On the other hand, if you want to be the one implementing applications, you will not be working on the engine, but working on building application that USE the engine. A good analogy I think is form the gaming industry:
Are you developing the graphic engine (like the Cry engine), or working on one of several hundred games, all use the same graphic engine?
Don't get me wrong, there is plenty to work on the quality of the search also outside the IBM/Nuance of the world. The engine is usually very open, and there are a lot of algorithmic tweaking to be done that can dramatically affect performance. Each business application has different constraints and cost/benefit function, so you can make experiments for many years building better voice recognition based applications.
one more thing: in general, you would also want to have good statistics background the lower in the stack you want to be.
At this point in time, I'm mainly interested in being able to create applications that allow automation
Good, we are converging here... Then you have no interest in "Speech-to-Text". That buzzwords takes you to the world of full transcription, a place you do not need to go to. You should be focusing on some of the more Human-to-Machine technologies like Voice XML and the ones used in IVR systems (Nuance is the biggest player there)

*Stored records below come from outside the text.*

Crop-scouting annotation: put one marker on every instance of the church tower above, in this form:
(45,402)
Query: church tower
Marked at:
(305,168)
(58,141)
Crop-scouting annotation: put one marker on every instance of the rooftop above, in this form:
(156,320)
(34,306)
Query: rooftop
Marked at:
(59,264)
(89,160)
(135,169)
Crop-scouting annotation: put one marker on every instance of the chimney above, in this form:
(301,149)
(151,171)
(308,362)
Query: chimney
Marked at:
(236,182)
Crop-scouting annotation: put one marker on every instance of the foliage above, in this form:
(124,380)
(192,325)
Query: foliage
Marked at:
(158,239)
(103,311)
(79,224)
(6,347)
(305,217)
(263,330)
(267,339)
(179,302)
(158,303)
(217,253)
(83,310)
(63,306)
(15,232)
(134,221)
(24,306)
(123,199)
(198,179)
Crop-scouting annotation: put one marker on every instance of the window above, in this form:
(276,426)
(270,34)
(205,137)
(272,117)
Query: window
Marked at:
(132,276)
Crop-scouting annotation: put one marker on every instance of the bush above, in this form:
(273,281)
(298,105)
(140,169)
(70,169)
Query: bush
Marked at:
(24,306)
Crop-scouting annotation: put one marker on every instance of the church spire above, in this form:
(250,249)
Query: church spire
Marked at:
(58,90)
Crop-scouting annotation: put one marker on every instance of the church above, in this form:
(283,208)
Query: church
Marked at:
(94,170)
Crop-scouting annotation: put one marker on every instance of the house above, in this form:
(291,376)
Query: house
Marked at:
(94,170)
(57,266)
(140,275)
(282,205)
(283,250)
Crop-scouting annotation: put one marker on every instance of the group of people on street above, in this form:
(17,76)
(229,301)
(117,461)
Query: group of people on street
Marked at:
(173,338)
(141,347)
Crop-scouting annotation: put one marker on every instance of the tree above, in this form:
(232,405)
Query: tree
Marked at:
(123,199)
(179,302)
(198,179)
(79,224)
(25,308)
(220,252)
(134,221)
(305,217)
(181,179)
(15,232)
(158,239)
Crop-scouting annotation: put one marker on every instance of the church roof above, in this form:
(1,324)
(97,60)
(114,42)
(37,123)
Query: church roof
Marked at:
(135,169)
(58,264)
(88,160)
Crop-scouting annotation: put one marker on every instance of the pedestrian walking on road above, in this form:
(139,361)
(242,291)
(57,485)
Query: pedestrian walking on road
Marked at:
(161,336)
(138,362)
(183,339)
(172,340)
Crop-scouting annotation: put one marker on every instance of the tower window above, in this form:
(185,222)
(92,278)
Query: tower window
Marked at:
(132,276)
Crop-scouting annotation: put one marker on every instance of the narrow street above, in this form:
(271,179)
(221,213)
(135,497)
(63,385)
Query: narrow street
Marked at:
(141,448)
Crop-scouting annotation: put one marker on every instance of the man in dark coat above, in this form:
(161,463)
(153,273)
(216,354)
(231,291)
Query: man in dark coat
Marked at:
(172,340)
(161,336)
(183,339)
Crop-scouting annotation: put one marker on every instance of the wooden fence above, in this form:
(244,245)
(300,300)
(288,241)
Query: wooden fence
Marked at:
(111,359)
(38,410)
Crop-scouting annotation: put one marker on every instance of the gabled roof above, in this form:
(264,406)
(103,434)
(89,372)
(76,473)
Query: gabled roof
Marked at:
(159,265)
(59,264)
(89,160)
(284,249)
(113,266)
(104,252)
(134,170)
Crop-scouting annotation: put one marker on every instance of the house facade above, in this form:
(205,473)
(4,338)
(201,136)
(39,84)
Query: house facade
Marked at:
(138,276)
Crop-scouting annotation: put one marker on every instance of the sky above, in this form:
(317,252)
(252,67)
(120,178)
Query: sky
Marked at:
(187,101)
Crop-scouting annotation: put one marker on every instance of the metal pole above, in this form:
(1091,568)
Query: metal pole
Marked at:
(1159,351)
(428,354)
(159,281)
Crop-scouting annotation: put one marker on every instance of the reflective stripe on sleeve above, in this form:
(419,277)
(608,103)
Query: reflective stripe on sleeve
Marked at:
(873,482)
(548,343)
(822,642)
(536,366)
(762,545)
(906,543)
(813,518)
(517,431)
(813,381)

I would definitely recommend picking up a book or two if you are new to the field. I've got no experience in the field, so I can't make a recommendation. If you are still in college (or still have close ties), you should find out if any of your professors can make a recommendation.
The survey you linked is probably an excellent resource, too. I'm sure there have been advancements since 1996, but the basics are unlikely to have fundamentally changed. If the survey is well-written, then it would be well worth your time to read it.
For OS X check out this: OS X Speech Technologies
For Windows check out this: Microsoft Speech API
I have worked with IBMs ViaVoice product. It has a good ASR (automated speech recognition) engine, and a nice text-to-speech engine.
The websites not very good, but this is a link for the Embedded version http://www-01.ibm.com/software/voice/support/
It is platform agnostic though, and everything works through a MVC architecture using vxml a variant of xml for voice purposes.
What platform are you targeting ?. There is Microsoft Speech APIs that you can use if its for windows.
There is also the Speech Recognition Service for Android.